湯前:自分で課題発見と解決ができる人に、来てほしいと思っています。「誰かに言われたからプルリクを投げる」ではなく、息を吸うように「自分でこれをやりたいから」「自分でこれをやらないと解決しないから」といった思考や動きを取れる人がいいですね。オープンソースと同じです。

関山:広い視野で物事を見て、全体的により良い仕組みを作っていけるエンジニアに仲間に加わってほしいです。オープンソースへのコントリビューションも、出発点は「自分が困ったから」かもしれませんが、しっかりとフィードバックして根本的に改善することで、自分を含めたみんなにメリットが生まれますから。

湯前:アカツキは主にゲームプロダクトを手がけていますが、1個のゲームを作るのに何年もかかりますし、運用となるともっと長い年月がかかる。
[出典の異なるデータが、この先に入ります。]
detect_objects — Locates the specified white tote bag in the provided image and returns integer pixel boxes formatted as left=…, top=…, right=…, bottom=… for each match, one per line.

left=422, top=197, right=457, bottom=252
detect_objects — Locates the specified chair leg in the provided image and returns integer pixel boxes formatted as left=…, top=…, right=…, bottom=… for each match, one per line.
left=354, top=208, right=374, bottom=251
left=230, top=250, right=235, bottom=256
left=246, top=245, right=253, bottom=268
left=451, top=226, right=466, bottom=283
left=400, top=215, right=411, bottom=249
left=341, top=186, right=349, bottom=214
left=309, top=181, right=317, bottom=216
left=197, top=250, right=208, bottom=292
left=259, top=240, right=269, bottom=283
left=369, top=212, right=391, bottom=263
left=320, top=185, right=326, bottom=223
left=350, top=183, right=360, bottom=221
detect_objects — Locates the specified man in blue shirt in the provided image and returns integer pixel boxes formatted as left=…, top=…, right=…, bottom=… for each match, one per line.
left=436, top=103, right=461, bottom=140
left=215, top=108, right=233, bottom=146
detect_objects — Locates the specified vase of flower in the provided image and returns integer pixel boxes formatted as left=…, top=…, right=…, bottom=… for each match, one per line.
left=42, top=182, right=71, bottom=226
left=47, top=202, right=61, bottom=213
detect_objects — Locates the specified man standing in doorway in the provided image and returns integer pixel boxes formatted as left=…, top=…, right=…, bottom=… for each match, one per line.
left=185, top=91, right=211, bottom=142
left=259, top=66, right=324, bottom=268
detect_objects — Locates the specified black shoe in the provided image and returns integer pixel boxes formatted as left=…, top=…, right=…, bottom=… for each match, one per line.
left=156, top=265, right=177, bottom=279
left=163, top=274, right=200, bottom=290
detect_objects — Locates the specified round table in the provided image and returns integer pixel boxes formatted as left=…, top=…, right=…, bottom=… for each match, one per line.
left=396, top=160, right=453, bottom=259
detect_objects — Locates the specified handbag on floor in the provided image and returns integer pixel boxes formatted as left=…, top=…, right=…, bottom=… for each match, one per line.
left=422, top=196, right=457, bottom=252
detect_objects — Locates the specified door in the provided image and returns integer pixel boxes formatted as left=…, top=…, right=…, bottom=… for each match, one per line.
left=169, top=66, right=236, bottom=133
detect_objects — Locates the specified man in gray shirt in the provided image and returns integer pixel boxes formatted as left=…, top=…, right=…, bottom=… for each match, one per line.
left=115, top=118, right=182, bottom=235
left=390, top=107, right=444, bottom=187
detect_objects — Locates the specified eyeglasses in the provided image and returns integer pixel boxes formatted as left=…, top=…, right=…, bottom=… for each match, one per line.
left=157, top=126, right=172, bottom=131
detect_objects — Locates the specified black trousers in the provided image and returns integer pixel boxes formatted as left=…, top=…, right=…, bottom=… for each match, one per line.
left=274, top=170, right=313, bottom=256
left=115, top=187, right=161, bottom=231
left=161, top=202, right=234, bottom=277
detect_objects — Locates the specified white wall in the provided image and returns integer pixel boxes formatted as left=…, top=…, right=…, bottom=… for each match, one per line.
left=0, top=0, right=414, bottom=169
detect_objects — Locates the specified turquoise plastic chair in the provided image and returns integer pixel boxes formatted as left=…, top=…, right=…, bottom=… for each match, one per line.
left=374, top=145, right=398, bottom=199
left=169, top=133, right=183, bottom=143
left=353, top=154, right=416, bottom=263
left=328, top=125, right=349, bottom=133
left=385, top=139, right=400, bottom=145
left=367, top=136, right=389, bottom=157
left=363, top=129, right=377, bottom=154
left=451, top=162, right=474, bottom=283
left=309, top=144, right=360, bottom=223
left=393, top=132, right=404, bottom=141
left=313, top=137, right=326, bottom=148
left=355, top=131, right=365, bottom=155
ひとつのプロダクトを始めたら長く開発を続けなければいけません。だからこそ、長期的な目線で課題を解決出来るエンジニアや、オープンソースの課題を見つけてしまったら呼吸をするように活動に取り組めるエンジニアを求めています。少しでも気になった方は、ぜひお話ししましょう。

株式会社アカツキさまでの新人研修の一環としてOSS Gateワークショップを実施しました

・ご興味がある方はこちらから:アカツキのエンジニアが大切にしていること

(了)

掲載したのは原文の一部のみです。